O senso comum geralmente encara mitos e mitologia mais ou menos como sinônimos de lendas: histórias fantásticas envolvendo deuses, monstros e heróis. Academicamente, porém, essa definição não é válida. Na folclorística é que encontramos a maior semelhança: o mito é uma história sagrada, ambientada em tempos ancestrais e que tentam, de alguma maneira, explicar o mundo e o ser humano. Em outros campos, porém, esse significado não é utilizado.

É o caso da semiologia, em especial do filósofo francês Roland Barthes. Em seu livro Mitologias, ele as define como algo muito mais complexo e vivo: são sistemas de símbolos que nos são transmitidos pela sociedade em que nos inserimos e que são fundadores – ou, ao menos, sustentadores – de tradições e comportamentos. São sistemas que distorcem a percepção da realidade para justificar certos comportamentos.

É verdade que, dito assim, possa parecer algo demasiado complicado. Mas não é. Eis um exemplo (que não é oferecido por Barthes, mas por mim): algumas semanas atrás uma revista semanal de variedades publicou uma matéria de capa em que apontava o cantor Michel Teló e sua pérola “Ai se eu te pego” como a maior tradução da cultura popular brasileira. Enuncia-se, assim, um mito: a cultura brasileira e popular encontra sua expressão máxima com a tal música – que, ao ser analisada com um mínimo de empenho, mostra-se muito mais pobre musicalmente e liricamente do que qualquer cantiga de roda ou marchinha de carnaval, e que dificilmente é uma expressão verdadeiramente popular, já que Teló é parte da classe dominante (que, de maneira alguma, gosta de considerar-se como parte do que é “popular”) e a música certamente tem o dedo de produtores. Essa afirmação deforma o sentido a expressão “cultura popular brasileira” e justifica todo um universo de rejeição ou aceitação de valores.

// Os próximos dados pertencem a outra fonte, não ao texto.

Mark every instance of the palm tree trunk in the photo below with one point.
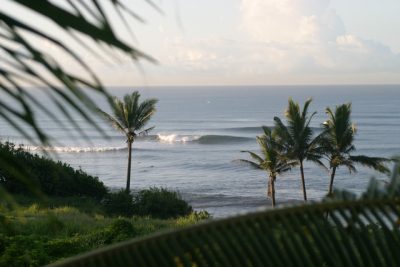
(269, 190)
(273, 191)
(331, 182)
(128, 178)
(303, 183)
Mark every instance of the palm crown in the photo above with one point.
(337, 144)
(271, 160)
(297, 137)
(130, 117)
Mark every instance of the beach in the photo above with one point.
(200, 131)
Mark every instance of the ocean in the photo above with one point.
(199, 135)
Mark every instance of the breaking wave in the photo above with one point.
(72, 149)
(202, 139)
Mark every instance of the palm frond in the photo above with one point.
(113, 121)
(356, 233)
(21, 57)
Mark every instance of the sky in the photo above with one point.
(260, 42)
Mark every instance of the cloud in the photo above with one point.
(300, 36)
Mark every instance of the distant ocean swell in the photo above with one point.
(202, 139)
(162, 138)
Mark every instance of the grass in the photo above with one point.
(43, 231)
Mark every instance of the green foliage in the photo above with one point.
(37, 236)
(337, 144)
(118, 204)
(130, 116)
(160, 203)
(357, 232)
(49, 177)
(22, 57)
(296, 137)
(273, 159)
(193, 218)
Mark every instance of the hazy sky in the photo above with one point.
(236, 42)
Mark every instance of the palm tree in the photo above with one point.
(297, 137)
(271, 160)
(130, 117)
(337, 143)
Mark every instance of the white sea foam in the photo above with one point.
(72, 149)
(174, 138)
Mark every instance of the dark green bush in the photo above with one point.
(47, 176)
(118, 204)
(160, 203)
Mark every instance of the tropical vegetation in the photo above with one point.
(272, 159)
(46, 176)
(338, 144)
(297, 137)
(130, 117)
(37, 234)
(360, 231)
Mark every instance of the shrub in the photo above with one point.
(43, 174)
(194, 217)
(160, 203)
(118, 204)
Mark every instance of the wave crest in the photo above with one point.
(68, 149)
(202, 139)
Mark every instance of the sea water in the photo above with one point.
(199, 135)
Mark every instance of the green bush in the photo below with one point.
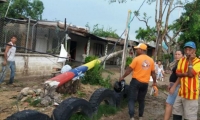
(90, 58)
(128, 61)
(94, 75)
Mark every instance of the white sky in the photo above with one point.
(81, 12)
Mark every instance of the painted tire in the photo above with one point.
(71, 105)
(102, 95)
(28, 115)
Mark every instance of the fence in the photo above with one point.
(30, 35)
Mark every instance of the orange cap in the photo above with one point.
(141, 46)
(154, 91)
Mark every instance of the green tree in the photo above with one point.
(191, 26)
(23, 8)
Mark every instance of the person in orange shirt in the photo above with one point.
(186, 103)
(142, 67)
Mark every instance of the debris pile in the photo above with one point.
(39, 97)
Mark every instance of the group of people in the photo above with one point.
(159, 71)
(182, 100)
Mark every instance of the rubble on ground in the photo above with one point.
(39, 97)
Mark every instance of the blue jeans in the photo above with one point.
(137, 92)
(11, 65)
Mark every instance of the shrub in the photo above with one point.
(90, 58)
(94, 75)
(128, 61)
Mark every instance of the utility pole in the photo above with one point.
(125, 44)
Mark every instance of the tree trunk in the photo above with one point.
(1, 32)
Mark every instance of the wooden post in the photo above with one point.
(27, 34)
(125, 44)
(106, 51)
(88, 48)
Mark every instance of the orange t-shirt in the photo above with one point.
(142, 66)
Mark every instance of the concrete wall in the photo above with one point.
(30, 65)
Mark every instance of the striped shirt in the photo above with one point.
(189, 88)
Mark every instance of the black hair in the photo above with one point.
(13, 36)
(182, 52)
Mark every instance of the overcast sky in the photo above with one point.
(81, 12)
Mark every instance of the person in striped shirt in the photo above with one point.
(186, 103)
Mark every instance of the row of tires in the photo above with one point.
(72, 105)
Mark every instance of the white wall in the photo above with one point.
(37, 65)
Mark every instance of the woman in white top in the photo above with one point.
(160, 71)
(9, 60)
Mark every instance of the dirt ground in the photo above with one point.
(154, 106)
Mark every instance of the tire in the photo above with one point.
(28, 115)
(102, 95)
(71, 105)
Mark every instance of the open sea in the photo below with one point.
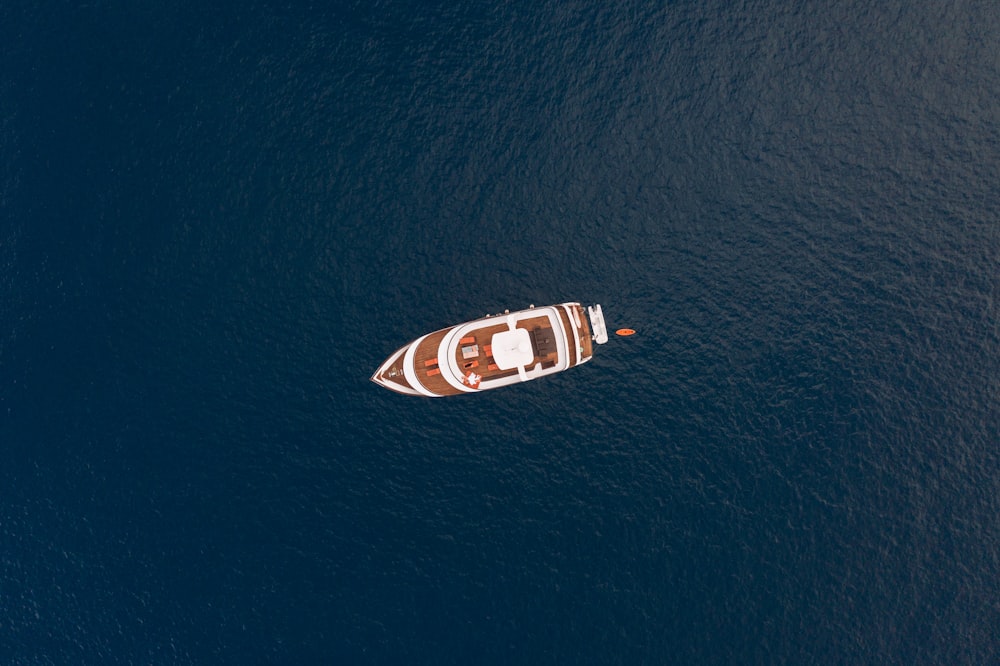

De modo bem mais eloquente do que eu, Barthes recheia o livro com exemplos de mitologias. Nenhuma delas retirada da nossa realidade, é verdade: são textos sobre a França no começo dos anos 1950. É curioso, porém, como a transposição de muitos desses mitos para a nossa realidade é quase automática, bastando que substituamos o vinho pela cerveja, o bife com batatas pelo churrasco, as revistas Elle e Match por outras que circulem por aqui.

Em um segundo momento o autor faz um trabalho um tanto mais árduo, mas que serve de base para todo o sistema que utiliza no livro: ele explica, semioticamente, o funcionamento e as razões de ser do mito.

Enfim, Mitologias é um livro que pode assustar, sim. Mas esse medo que as pessoas costumam ter da filosofia e de áreas afins não é nada mais do que um outro mito. Trata-se de uma obra bastante acessível e que elucida muitas coisas a respeito do mundo em que vivemos. Conheço muita gente que talvez não concorde com Barthes, mas isso não as impede de entenderem o que ele diz, antes de poder concordar ou não.